Robert Marteau Registre (1999)

(Trouville, dimanche 31 juillet, lundi 1er août 1994)

Seize, deux fois huit, c’est le nombre qui gouverne
La méduse, dont un cercle est le centre, vers
Lequel seize angles ont leur sommet dirigé
Sa gélatine garde exactement l’empreinte

De la Création telle qu’au Créateur
Il échut de la calculer. On voit vers Lui
Que tout converge et qu’en même temps tout de Lui
Rayonne. Cet amas, ce miroir translucide

Est un miracle qui émerveille l’esprit
Si l’oeil d’abord s’y est arrêté. La méduse,
Pas la mer qui l’a laissée au sable, est vouée

Certainement à la mort, et bientôt à la
Putréfaction, sans pourtant que soit dissoute
L’image qu’il lui fut donné de nous transmettre.

bl – 12s- sns

C’est la section d’or que la coupe du chêne — 1994 (1)

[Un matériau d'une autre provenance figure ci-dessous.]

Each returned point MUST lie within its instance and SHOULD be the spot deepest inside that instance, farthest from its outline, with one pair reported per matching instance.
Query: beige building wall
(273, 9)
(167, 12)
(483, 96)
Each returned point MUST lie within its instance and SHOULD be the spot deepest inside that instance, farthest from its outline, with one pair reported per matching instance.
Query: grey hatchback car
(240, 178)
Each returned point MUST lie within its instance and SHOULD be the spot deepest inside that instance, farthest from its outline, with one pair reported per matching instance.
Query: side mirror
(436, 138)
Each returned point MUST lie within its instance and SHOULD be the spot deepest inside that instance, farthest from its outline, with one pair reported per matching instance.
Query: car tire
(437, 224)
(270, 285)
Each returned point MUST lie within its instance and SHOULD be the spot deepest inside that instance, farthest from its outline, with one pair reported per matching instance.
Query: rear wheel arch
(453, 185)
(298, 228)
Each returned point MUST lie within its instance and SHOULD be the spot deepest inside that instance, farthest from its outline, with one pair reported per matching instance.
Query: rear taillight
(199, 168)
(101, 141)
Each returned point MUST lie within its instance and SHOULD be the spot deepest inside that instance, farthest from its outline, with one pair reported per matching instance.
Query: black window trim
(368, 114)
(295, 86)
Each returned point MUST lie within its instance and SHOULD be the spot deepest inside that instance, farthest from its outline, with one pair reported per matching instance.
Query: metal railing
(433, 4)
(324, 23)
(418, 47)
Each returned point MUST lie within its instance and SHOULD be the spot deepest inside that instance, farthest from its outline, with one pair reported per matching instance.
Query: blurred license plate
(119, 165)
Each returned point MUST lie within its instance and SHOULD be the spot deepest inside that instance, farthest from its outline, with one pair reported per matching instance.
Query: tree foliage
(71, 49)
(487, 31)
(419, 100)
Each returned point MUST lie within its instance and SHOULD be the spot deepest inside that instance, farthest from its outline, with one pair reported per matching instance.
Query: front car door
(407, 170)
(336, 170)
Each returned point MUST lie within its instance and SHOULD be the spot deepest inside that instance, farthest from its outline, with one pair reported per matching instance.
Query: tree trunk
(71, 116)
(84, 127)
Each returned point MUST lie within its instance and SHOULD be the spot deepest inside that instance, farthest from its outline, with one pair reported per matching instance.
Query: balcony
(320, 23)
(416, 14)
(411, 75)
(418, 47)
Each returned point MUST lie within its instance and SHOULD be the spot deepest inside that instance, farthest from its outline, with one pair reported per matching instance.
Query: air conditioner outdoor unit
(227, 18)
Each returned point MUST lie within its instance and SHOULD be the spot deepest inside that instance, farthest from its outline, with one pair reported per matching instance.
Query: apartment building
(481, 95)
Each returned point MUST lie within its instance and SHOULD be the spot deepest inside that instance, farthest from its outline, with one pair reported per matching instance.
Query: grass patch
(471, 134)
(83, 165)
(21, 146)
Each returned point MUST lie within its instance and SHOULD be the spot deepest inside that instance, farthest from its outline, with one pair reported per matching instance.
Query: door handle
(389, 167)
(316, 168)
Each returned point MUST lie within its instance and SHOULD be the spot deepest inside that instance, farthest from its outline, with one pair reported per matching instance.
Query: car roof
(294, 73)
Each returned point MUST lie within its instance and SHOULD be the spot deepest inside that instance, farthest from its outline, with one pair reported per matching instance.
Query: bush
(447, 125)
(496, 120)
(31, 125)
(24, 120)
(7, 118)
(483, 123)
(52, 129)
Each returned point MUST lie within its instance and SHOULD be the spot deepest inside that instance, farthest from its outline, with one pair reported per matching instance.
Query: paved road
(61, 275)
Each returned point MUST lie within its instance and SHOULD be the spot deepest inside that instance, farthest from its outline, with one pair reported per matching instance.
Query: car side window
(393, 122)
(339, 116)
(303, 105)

Robert Marteau Registre (1999)

(Lundi 18 avril 1994)

C’est la section d’or que la coupe du chêne
Abattu présente. On y voit inscrits les cernes
Qu’y laissa le soleil à son passage, en haut,
Quand il ondule engendrant la succession

Des saisons, s’échinant dans la plume, masqué.
Comme je dis, les oiseaux m’approuvent: les geais
Psalmodiant en choeur des psaumes amoureux
Que je n’ai pas accoutumé de leur entendre

Produire, et tout alentour l’approbation
Est générale, qu’elle ait sa source dans le gosier
De la corneille, du pivert ou du pouillot.

Mais il se tient muet et coi lui le traceur
Sinueux, embossé derrière les nuées
Bien souvent, sans jamais laisser rien au hasard.

bl – 12s- sns

Les lisières, la lune, un oiseau qui traverse — 1993 (17)

Robert Marteau Registre (1999)

(Forêt de Chizé, vendredi 29 octobre 1993)

Les lisières, la lune, un oiseau qui traverse
Les dernières couleurs que le jour laisse voir:
Le brun rouge d’un guéret, l’ocre des érables,
Le violet, l’étain terni, l’or roux, le cuivre

Taché d’oxydes. Maintenant, parmi les branches:
Balafrée, encore elle, admirable galette
Offerte au bec, comme à la bouche, comme au mufle
Des bestiaux, de lait, ou de beurre, de farine

Légère, aussi la voit-on qui flotte et se tient
Suspendue, hostie en ascension, le jour
En cendres s’effondrant et la nuit à l’inverse

Lactifiée, ouverte au froissement des plumes
De la chouette hulotte en chasse, assurant
Le salut par la lumière accueillie en haut.